In practical terms, building closer to customers can shorten routes and reduce long repositioning drives. But the real test is whether “miles driven per package” goes down over time, especially during peak seasons when everyone wants that last-minute shipment to arrive before the weekend.
Electric vans are the clearest climate lever
If you want one metric that matters, look at the fleet. Amazon’s 2024 Sustainability Report says the company had deployed 31,400 electric delivery vans globally in 2024 and delivered 1.5 billion packages using electric vehicles, while also building a large charging footprint at delivery stations.

That is promising, but it does not automatically answer what is happening on the roads around Salina today.
Transportation fuel is still overwhelmingly petroleum based, and the EPA notes that over 94% of transportation fuel is petroleum, so switching even part of a delivery fleet away from diesel can have a real impact on local air quality and long-term emissions.
Cardboard, plastic, and the reality of the recycling bin
Emissions are not the only environmental footprint. More packages also mean more packaging, and anyone who has broken down boxes after a busy week knows how fast that pile grows.

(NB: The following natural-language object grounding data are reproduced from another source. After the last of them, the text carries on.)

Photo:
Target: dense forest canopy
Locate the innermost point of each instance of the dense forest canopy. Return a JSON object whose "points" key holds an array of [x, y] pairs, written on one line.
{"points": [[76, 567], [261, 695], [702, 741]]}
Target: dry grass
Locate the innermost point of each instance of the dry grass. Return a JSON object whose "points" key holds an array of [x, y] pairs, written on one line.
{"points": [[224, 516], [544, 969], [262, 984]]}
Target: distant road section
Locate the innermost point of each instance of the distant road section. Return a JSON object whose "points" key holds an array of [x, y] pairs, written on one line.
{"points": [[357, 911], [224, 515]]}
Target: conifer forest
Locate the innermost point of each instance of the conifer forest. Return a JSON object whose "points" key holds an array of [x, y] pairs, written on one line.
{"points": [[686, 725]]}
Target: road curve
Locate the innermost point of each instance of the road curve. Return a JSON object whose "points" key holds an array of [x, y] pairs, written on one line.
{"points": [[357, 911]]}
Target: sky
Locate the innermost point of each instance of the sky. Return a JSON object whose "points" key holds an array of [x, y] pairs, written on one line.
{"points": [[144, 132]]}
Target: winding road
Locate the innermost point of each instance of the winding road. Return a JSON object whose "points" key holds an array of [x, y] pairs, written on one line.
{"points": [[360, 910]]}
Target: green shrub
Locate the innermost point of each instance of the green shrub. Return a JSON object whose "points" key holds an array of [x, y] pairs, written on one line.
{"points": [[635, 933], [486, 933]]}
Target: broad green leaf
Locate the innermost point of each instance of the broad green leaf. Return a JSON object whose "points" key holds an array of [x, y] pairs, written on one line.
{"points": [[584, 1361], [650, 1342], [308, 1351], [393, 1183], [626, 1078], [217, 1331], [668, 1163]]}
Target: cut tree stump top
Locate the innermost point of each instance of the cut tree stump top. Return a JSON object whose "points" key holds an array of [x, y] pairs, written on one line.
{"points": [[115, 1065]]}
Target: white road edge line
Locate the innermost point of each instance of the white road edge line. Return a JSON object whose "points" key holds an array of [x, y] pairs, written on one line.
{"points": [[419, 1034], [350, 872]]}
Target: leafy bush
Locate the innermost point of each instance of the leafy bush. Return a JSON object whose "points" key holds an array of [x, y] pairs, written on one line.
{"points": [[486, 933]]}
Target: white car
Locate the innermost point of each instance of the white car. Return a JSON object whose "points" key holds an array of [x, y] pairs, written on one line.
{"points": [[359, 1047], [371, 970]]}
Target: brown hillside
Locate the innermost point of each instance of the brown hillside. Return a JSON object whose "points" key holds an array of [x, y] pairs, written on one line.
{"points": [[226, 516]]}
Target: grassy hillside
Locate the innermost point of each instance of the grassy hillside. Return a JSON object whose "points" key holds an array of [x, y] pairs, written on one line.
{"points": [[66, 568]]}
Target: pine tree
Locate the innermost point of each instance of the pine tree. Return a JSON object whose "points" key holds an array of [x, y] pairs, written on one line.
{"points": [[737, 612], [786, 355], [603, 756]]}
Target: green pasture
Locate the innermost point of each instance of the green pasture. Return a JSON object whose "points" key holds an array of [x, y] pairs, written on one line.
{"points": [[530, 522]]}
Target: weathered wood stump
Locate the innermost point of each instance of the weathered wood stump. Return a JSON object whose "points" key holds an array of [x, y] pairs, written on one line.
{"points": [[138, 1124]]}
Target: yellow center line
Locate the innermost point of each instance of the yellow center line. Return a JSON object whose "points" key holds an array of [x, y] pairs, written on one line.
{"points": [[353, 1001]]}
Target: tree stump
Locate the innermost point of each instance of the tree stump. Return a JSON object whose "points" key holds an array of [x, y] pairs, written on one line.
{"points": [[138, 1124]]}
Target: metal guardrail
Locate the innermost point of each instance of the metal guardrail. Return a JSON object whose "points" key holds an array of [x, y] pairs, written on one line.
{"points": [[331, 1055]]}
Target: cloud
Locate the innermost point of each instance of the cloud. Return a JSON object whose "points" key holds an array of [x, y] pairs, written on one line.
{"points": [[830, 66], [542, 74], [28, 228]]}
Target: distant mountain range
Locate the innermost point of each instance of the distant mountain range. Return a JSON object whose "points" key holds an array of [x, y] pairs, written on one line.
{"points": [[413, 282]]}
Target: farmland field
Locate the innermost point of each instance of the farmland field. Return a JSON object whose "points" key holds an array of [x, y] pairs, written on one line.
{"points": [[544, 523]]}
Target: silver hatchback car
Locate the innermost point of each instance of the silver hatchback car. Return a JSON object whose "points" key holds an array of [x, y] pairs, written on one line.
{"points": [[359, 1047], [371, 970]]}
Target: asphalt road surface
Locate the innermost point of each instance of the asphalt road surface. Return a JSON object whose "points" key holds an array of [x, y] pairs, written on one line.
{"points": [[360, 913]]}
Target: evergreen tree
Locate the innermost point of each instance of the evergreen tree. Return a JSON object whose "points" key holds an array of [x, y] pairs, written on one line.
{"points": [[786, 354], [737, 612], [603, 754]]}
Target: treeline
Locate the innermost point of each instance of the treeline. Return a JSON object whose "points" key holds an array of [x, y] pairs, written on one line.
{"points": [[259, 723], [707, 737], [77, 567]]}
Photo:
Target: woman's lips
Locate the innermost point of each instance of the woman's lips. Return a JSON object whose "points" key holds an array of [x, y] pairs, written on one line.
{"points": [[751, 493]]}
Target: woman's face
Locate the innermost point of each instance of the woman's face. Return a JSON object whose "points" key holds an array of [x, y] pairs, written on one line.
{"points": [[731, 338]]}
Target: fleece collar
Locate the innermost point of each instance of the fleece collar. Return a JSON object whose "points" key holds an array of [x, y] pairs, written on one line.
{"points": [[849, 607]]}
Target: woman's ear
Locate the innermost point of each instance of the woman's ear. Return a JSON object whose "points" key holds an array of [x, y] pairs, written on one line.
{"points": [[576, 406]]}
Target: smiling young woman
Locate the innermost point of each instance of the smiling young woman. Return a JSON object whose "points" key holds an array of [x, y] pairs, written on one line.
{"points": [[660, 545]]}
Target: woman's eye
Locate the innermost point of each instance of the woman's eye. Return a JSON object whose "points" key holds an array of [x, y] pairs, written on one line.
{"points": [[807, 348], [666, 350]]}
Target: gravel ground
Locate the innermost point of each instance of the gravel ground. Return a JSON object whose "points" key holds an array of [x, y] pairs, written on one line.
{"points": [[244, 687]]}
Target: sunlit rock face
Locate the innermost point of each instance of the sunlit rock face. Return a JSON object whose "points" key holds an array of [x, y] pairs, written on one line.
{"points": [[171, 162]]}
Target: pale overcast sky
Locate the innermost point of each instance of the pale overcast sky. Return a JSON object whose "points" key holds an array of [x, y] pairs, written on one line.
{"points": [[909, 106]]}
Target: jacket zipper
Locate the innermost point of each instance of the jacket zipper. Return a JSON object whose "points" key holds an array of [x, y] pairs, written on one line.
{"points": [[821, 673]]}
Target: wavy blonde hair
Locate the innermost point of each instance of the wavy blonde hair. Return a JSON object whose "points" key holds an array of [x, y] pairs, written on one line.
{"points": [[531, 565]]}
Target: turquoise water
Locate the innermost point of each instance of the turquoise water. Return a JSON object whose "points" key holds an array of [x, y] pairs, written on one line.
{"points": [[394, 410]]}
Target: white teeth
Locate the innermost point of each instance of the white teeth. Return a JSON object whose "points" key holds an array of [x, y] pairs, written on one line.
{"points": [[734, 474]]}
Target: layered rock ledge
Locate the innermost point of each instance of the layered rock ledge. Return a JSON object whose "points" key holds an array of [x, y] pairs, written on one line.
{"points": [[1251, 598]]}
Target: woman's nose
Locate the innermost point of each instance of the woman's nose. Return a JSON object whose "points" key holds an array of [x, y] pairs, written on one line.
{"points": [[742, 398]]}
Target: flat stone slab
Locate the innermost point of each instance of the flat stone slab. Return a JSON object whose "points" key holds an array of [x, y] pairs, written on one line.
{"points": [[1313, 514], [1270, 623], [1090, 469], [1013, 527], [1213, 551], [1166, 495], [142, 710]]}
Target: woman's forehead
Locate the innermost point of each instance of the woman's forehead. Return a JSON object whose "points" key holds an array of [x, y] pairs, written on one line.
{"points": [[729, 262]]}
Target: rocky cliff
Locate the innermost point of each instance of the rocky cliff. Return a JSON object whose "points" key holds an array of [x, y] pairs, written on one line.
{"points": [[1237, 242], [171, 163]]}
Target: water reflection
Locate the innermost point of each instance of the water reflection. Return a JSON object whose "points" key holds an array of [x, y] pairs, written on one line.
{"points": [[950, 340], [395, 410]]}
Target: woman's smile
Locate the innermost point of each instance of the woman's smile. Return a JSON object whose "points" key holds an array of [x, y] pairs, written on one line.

Amazon says it is reducing packaging waste in measurable ways, including a reported 16.4% reduction in single-use plastic packaging in 2024 and an increase in shipments that arrive without additional Amazon packaging.
Why Military and Defense planners watch logistics like this
The defense world is looking at climate and logistics through a similar lens, even if the missions are different.
In a Department of Defense news story posted on a U.S. military site, Deputy Secretary of Defense Kathleen Hicks is quoted saying “climate change is a national security issue” and warning that floods, drought, and extreme weather can directly undermine readiness.
At the same time, the Pentagon is pushing harder on supply chain visibility and resilience.
A Defense Business Board report on “Supply Chain Illumination” argues for deeper transparency and risk-based supply chain management, borrowing best practices from the private sector because disruptions now come from many directions, including climate shocks.
What Kansas communities should watch next
So what should readers keep in mind as hubs like WKS3 expand? The climate outcome will depend less on the size of the building and more on operational choices, like how quickly electric vans and charging show up, how routes are optimized, and whether packaging reductions are visible at the curb.
The economic upside is already clear in Salina’s job numbers and throughput, but the environmental scorecard needs the same kind of transparency.
The official statement was published on About Amazon.